也正是在這次持續一年左右的失業大潮當中,特朗普展開了他的第一次競選。在2016年8月12日的造勢大會上,當伊利的工人正在面臨失業危機,承受着巨大焦慮時,特朗普來到市中心的伊利保險球場,向來到會場的超過八千名支持者保證,他當選後,會把工作“從中國帶回伊利”。

相比之下,他當年的民主黨對手希拉里並沒有踏足這一小鎮。“民主黨只屬於大城市精英、與伊利選民已經脫節”的論調甚囂塵上。

但如上所述,現實是伊利流失的大部分製造業崗位都流向了其他美國城市。而中國,其實是“伊利製造”火車頭的大買家。2008年在天津港交付的一批300輛6000馬力火車頭,價值4.5億美元,是通用電氣廠當時在中國機車市場獲得的最大一筆訂單。

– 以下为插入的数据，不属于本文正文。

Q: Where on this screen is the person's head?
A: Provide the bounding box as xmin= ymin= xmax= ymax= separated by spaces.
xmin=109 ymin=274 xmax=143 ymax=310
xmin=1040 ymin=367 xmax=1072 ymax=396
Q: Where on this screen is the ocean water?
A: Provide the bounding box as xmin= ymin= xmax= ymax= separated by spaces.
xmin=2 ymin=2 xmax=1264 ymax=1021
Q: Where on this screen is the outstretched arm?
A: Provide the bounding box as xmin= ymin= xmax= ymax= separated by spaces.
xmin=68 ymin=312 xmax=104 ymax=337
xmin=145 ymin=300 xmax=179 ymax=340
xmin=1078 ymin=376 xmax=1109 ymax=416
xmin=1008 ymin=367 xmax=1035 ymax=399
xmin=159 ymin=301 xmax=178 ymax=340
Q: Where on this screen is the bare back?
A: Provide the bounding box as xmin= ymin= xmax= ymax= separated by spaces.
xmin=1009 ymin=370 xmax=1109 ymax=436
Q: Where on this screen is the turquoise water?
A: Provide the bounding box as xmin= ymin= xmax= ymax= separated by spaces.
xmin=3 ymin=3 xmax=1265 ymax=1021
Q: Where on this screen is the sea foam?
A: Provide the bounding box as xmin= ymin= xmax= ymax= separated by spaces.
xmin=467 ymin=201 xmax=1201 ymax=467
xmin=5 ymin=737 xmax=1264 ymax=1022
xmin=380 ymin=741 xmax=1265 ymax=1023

2019年末,在特朗普任期進入最後一年,而新冠疫情尚未來臨之際,伊利的製造業崗位仍沒有迎來複蘇,一直沒有突破20000個的水平。不僅藍領工作少了,支持製造業的白領工作也在流失。自2008年以來,一半的CEO崗位消失,8%的會計師、10%的計算機工人、40%的工程師和20%的律師也離開了伊利,流失率比藍領工作更高。本地的大學生畢業以後也越來越傾向於離開,去往機會更多的大城市找工作。根據美國人口普查局的數據,伊利2019年的貧困人口比例達26.2%,遠遠超過10.5%的美國平均值。

2019年10月,《赫芬頓郵報》爆出,特朗普仍然賒欠着伊利市民三年前一筆4萬美元的賬單——因爲在2016年競選造勢活動中,伊利市爲他提供了額外的安保、消防等各項服務。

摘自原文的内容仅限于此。